"Ay, sir, and with good hap we should return on the second day, or the third at most."
"Then take the Minion pinnace, and good hap go with you. You will need men. Choose out eight according to your mind, and a few maroons also. Juan was with you, I bethink me; he will doubtless serve you right faithfully. In sooth, I shall be mighty rejoiced to have with me the dozen men you go to find, for if they be in spirit and body like to you and your henchman, they will be most serviceable when I make my next journey to Panama. I would go fetch them myself, as I had purposed, but that our preparations demand my presence here."
Next day, then, the Minion pinnace sailed out of the little haven with a crew of eight Englishmen and five maroons, three of whom were the men who had accompanied Dennis from the island. Mirandola also was on board. He had disappeared when Dennis set off with Drake to cross the isthmus, but had evidently kept a watch on the settlement, for the day after they returned he came out of the forest and attached himself to his old master with demonstrations of delight. A brisk breeze was blowing off shore; the pinnace was a first-rate sailer; by midday they were in sight of the island, and in the afternoon they rounded the shoulder of the cliff, Turnpenny steering the vessel into the gully.
Dennis, standing in the bows, caught sight of a group of men beyond the pool, near his sheds. They were partly hidden by the foliage, and when they saw the strange vessel making straight towards them, with the evident intention of coming to an anchorage, they took to their heels and disappeared.

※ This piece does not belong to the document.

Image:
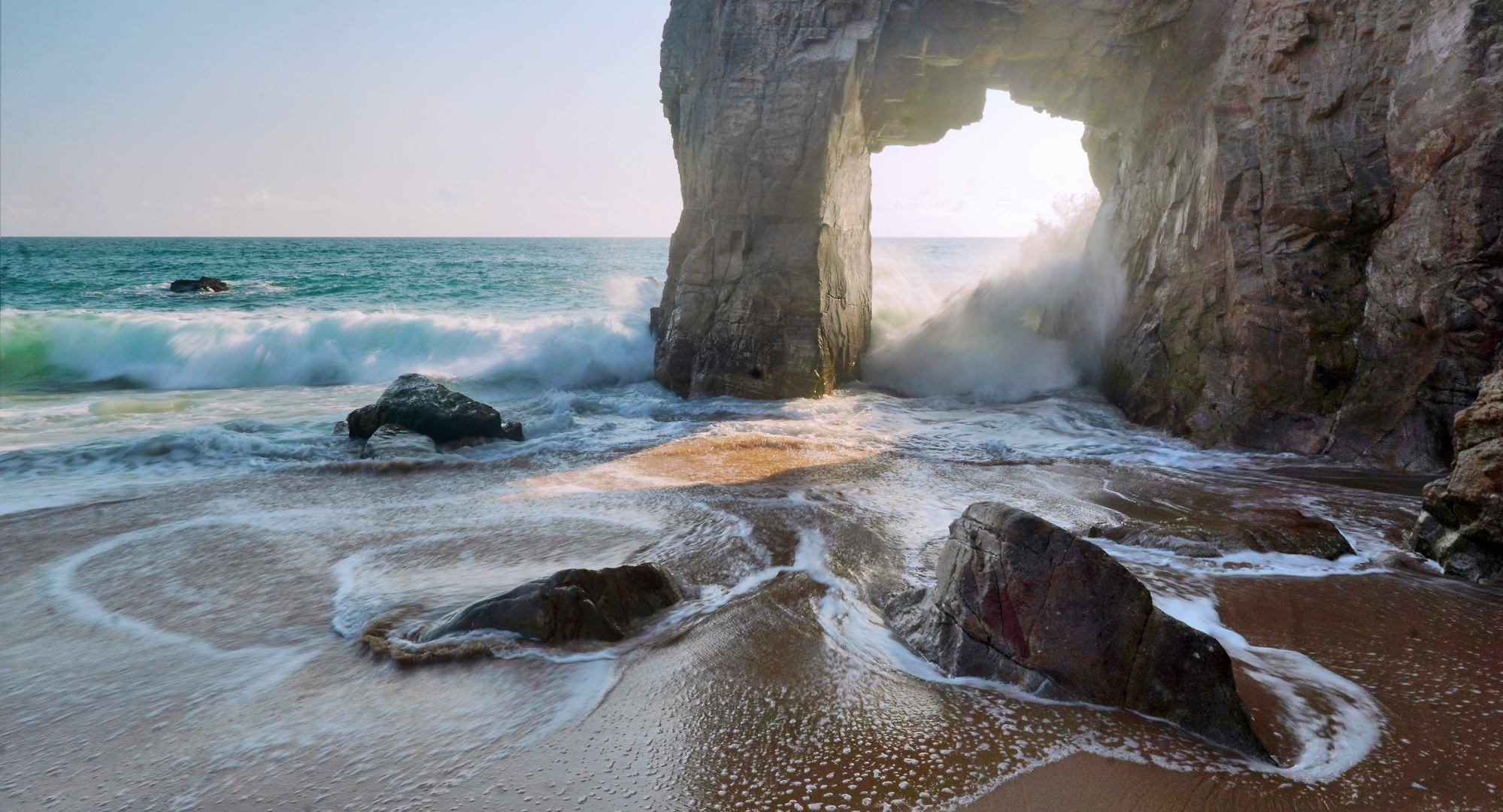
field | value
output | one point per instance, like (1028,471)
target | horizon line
(408,237)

"Poor souls! they take us for Spaniards," said Turnpenny. "I warrant they be most desperately in the dumps. 'Tis nigh a month since we departed hence."
The pinnace dropped anchor beside the Maid Marian, and the men went ashore.
"Blow a blast," said Dennis to one of the men, who carried a trumpet, "with notes that will be familiar to their ears."
As the shrill notes rang out, he stepped ahead of the men, with Mirandola on his shoulder. Before long a man appeared among the trees far up the chine.
"Hallo hoy!" shouted Turnpenny. "Be that you, Tom Copstone? Come, comrade, never be afeard. We've come to take 'ee off, poor soul, and bring 'ee to Master Drake, who will make us all rich with much gold and treasure. Come, my hearts, Ned Whiddon, and Hugh Curder, and all."
Turnpenny's well-known voice was more successful than the trumpet's notes in banishing the men's mistrust. Soon they came hasting down the gully, Copstone leading.